De bepalingen van de artikels 3.2, 3.3, 3.4, § 3, 5, 7, 8, 10.4, 10.5, 12 en 13 gelden voor onbepaalde duur. Zij kunnen slechts opgezegd worden mits aangetekend schrijven aan de voorzitter van het paritair comité en met respect van een opzeggingstermijn van 6 maanden.

Art. 19.Algemeen verbindend verklaring Partijen verzoeken de Koning om deze collectieve arbeidsovereenkomst algemeen verbindend te verklaren.

Gezien om te worden gevoegd bij het koninklijk besluit van 19 februari 2008.

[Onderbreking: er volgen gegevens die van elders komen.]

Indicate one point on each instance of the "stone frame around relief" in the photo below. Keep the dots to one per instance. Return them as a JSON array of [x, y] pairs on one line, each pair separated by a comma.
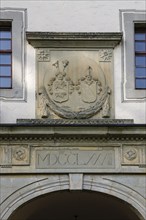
[[17, 16], [76, 87]]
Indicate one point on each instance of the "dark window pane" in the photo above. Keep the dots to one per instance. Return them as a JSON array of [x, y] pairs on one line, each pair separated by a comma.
[[5, 58], [5, 70], [140, 72], [140, 83], [141, 61], [5, 82], [140, 36], [5, 44], [5, 34], [140, 46]]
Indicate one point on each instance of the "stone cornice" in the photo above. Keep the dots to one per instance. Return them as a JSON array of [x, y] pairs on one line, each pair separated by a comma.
[[73, 133], [48, 39]]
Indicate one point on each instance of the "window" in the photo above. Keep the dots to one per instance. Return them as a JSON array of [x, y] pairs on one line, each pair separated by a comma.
[[5, 57], [12, 43], [140, 56], [133, 26]]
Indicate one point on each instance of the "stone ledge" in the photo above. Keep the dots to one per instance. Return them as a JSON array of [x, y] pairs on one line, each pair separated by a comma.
[[91, 39], [75, 122]]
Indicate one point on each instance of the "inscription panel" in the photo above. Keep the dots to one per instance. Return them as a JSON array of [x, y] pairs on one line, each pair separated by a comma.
[[75, 158]]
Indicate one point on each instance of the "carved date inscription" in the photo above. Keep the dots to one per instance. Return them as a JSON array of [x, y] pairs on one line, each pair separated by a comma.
[[72, 158]]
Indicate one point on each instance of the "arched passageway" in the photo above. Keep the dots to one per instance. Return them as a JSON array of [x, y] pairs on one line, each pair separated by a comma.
[[75, 205]]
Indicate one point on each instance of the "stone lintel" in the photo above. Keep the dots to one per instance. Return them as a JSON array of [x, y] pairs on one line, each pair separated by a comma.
[[46, 39]]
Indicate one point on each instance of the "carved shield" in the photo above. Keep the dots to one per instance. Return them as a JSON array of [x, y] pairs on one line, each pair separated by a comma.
[[89, 91], [60, 91]]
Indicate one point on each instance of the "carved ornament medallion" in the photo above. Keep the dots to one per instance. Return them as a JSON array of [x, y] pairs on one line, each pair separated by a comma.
[[74, 87]]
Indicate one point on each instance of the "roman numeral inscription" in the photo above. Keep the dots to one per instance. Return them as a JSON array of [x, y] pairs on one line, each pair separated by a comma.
[[73, 158]]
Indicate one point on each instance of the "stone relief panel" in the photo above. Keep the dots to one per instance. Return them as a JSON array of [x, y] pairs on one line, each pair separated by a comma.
[[43, 55], [29, 158], [74, 85], [75, 158], [134, 155], [14, 155]]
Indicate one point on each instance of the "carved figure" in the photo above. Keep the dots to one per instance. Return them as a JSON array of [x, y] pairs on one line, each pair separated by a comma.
[[89, 87], [83, 99], [43, 104], [61, 86]]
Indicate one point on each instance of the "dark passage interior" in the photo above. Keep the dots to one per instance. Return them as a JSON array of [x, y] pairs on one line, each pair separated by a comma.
[[75, 205]]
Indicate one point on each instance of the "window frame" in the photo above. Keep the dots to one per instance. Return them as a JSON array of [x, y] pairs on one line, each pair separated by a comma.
[[17, 19], [140, 29], [6, 51], [128, 20]]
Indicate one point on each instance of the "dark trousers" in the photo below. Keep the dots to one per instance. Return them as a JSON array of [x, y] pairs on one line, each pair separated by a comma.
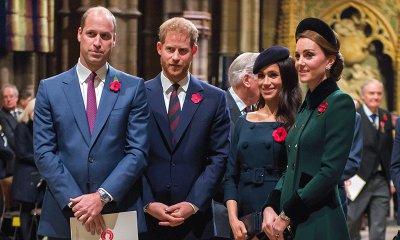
[[374, 198], [343, 198]]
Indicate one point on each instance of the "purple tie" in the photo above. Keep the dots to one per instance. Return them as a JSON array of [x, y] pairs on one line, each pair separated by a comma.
[[174, 111], [91, 106]]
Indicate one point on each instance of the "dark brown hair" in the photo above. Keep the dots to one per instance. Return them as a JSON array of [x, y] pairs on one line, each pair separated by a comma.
[[336, 70], [290, 95]]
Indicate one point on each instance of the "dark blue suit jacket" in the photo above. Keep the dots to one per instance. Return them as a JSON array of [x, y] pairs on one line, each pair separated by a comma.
[[354, 159], [73, 162], [395, 164], [192, 169]]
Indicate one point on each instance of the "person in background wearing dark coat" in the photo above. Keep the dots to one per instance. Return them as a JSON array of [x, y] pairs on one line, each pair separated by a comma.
[[258, 157], [26, 179], [395, 167], [353, 162], [244, 92], [375, 164], [9, 112], [306, 201]]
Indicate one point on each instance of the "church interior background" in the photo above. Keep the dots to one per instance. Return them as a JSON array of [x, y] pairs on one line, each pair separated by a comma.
[[38, 37]]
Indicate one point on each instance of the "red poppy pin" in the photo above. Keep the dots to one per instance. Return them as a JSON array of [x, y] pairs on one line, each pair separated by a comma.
[[322, 107], [196, 98], [107, 234], [115, 85], [279, 134]]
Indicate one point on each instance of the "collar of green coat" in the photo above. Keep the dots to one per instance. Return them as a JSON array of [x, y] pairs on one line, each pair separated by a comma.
[[323, 90]]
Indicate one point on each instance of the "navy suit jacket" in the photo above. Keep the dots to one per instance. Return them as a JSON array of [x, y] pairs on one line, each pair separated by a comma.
[[354, 160], [395, 164], [73, 162], [192, 169], [377, 145]]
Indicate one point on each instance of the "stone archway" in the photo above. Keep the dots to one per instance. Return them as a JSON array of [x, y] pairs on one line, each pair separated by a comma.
[[368, 44]]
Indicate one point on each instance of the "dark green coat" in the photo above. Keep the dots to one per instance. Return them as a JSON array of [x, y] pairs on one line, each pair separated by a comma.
[[317, 146]]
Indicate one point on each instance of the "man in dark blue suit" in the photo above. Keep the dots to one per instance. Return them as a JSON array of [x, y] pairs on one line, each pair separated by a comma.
[[353, 162], [244, 92], [90, 135], [189, 141], [395, 166], [376, 124]]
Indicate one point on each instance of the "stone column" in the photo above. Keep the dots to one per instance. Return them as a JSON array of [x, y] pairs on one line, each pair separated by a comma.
[[249, 25], [202, 21], [229, 27], [149, 59], [124, 56]]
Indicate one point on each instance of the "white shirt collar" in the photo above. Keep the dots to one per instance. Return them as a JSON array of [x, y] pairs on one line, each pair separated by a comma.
[[368, 112], [83, 72], [166, 83], [241, 105]]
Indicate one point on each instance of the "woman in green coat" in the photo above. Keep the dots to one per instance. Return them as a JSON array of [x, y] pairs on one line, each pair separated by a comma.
[[305, 201]]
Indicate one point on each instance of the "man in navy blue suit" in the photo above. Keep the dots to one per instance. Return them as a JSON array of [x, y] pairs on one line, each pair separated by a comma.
[[90, 135], [395, 167], [189, 141]]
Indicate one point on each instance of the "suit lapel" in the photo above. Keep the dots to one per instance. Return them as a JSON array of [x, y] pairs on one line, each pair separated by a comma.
[[157, 105], [189, 107], [107, 102], [73, 94]]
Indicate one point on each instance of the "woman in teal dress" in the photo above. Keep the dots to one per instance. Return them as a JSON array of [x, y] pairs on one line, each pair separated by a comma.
[[258, 157], [306, 200]]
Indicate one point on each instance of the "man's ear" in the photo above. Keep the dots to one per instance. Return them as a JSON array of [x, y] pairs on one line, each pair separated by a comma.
[[194, 49], [159, 47], [79, 34], [246, 80]]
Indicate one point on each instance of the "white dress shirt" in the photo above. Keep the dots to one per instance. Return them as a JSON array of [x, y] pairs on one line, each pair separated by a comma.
[[167, 89], [83, 75]]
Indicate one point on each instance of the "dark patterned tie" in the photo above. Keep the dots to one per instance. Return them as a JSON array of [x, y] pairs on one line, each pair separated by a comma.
[[174, 111], [91, 106], [373, 117], [14, 114]]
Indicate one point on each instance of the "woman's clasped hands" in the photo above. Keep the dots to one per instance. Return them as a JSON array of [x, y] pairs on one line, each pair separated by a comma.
[[273, 225]]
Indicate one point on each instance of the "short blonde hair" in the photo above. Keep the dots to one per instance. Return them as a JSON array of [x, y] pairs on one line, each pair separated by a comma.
[[25, 116]]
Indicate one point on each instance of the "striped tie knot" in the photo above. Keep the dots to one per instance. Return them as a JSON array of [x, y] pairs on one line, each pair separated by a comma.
[[91, 106], [174, 111]]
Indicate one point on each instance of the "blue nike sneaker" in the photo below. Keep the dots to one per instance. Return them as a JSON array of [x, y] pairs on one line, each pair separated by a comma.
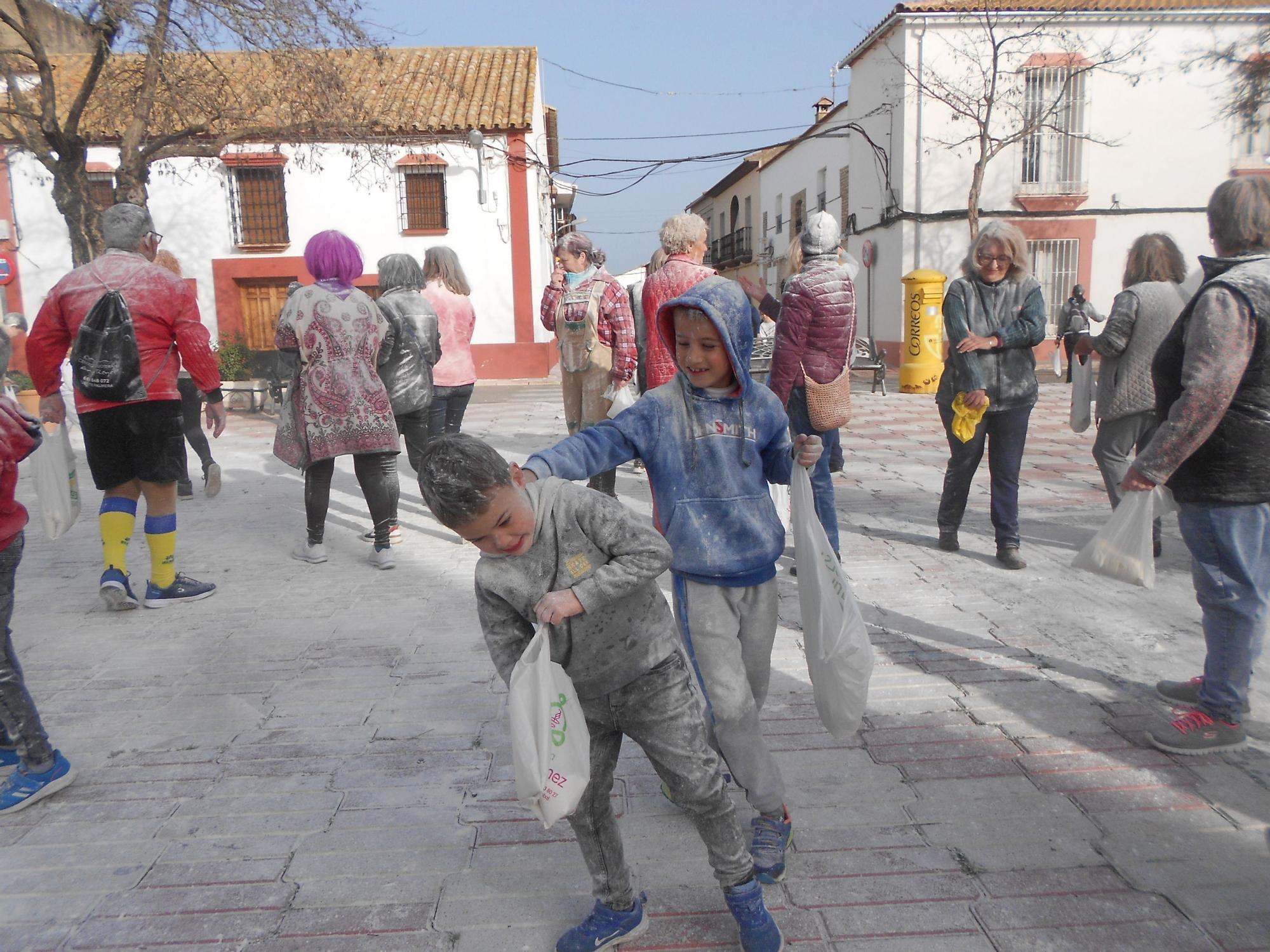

ALBERT Van Koningswege : De Minister van Werk, J. PIETTE Bijlage bij de collectieve arbeidsovereenkomst van 25 juni 2007, gesloten in het Paritair Comité voor de erkende controleorganismen, betreffende het nationaal akkoord 2007-2008 Nationaal Akkoord 2007-2008 Paritaire verklaring inzake de bijkomende werkzekerheidsclausule (artikel 3.2.) Voor de toepassing van artikel 3.2. van het Nationaal akkoord 2007-2008 inzake de bijkomende werkzekerheidsclausule komen ondertekende partijen het volgende overeen : Indien het paritair comité vaststelt dat een belangrijk deel van de bedienden ontslagen wordt zonder de grens van 10 pct. te overschrijden, zal er aan de ondernemingen aanbevolen worden om het overleg op hun vlak niet uit de weg te gaan.

Gezien om te worden gevoegd bij het koninklijk besluit van 19 februari 2008.